Lind waited while his man of affairs dismounted and took the boy by the hand. Jeremy scowled and yanked his arm out of reach, and the movement caused him to stumble. Again. All the better reason to keep the boy shut away in the nursery. The better to protect him from his own lack of grace. And his inability to walk more than a few steps without falling couldn’t then be a constant reminder of Lind’s own ambulatory difficulties.

“Are you planning on answering my question?”
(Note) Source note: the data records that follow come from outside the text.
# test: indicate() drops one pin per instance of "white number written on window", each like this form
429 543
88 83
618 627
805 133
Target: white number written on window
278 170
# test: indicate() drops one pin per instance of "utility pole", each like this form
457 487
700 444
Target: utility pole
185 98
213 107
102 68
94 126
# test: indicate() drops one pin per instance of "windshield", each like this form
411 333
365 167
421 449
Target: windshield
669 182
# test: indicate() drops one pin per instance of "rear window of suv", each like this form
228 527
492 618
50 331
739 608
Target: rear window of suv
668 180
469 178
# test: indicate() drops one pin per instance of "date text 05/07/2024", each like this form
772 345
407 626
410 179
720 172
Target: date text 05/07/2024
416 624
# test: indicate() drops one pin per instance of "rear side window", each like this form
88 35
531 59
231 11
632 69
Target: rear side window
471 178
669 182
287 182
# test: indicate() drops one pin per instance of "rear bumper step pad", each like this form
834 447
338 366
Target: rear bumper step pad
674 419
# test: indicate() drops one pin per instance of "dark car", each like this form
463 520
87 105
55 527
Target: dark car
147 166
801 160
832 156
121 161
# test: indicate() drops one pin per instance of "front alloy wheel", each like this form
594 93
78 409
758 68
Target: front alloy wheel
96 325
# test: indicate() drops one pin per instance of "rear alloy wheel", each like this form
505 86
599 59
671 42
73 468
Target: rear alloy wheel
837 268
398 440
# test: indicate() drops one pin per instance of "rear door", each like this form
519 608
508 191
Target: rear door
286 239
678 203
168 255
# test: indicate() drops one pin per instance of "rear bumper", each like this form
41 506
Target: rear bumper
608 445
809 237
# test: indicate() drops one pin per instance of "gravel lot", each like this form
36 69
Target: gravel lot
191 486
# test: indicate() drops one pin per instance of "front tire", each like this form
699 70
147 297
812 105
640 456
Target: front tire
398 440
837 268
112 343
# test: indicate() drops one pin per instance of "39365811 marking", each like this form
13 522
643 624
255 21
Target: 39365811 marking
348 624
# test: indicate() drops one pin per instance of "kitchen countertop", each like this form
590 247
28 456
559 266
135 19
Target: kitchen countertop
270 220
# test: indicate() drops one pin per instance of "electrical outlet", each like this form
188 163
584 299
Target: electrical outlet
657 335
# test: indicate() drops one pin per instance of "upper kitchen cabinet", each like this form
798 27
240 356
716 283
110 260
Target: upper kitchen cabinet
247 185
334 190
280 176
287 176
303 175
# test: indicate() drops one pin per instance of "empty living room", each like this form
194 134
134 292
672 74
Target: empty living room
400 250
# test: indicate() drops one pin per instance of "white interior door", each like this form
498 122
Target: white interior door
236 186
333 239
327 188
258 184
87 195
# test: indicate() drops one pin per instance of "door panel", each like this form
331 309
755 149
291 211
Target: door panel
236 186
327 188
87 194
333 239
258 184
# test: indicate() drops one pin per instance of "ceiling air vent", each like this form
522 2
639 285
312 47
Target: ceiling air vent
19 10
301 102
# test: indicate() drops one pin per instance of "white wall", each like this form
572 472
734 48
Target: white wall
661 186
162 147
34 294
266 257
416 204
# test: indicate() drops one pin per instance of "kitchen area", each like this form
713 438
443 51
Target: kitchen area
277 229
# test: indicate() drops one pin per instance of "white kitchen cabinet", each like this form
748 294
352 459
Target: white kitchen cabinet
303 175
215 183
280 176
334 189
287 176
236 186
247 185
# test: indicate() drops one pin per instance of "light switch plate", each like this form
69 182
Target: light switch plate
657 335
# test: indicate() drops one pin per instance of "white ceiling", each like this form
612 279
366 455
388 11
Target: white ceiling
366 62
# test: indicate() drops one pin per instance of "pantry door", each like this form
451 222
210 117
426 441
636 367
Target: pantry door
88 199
Ah, and there was another reminder of life’s little complications, though of a different sort. His inability to retain a proper governess had led him to face a very much put out Cecelia Sanford. She stood, her arms crossed beneath her breasts, one hip canted, no doubt so she could tap a foot under the cover of her voluminous skirts. She may be on the ground while he remained mounted, but somehow he had the feeling she was on his level—and looking him straight in the eye.

If he felt at all like acting the gentleman, he’d dismount. But he needed to maintain his authority, and his old injuries twinged like the devil himself was stretching his leg on a rack. If he had to pull the scars in swinging his leg over his horse’s rump…

“The way I decide to refer to that child is none of your affair.” To hell with what she thought. To hell with what the world thought, for that matter. His estate was his domain and if he couldn’t assert himself here, he couldn’t assert himself anywhere. “Must I once again go over my expectations?”

“No, my lord.”

At her tone, he narrowed his eyes. His experience with junior officers had taught him the subtleties of covert insubordination, enough to recognize the same when it came from his staff. Cecelia Sanford had been born to a family whose aspirations had included a decent match; someone ought to have at least taught her better manners.

God help them both if that person turned out to be him.

“But in my defense,” she went on, “I was not leading Jeremy anywhere you claimed off-limits. In fact, I was attempting to deflect his attention from that very spot.”

A gust of wind plastered the thin muslin of her morning gown to her body.

Damn it all, he did not need that image. The cheeky little chit he recalled had blossomed into a woman, all lush curves and the promise of sin. Blood flooded his groin, and he shifted in the saddle. “By leading him toward it?”

“I understand how things must have appeared, but we were playing a game of sorts. He wasn’t to follow me.” The breeze tugged at her bonnet, loosening a strand of dark hair from her coiffure. It hung in front of her eyes, taunting him to dismount and brush it off her brow. To test if the skin of her forehead was as soft and smooth as it appeared.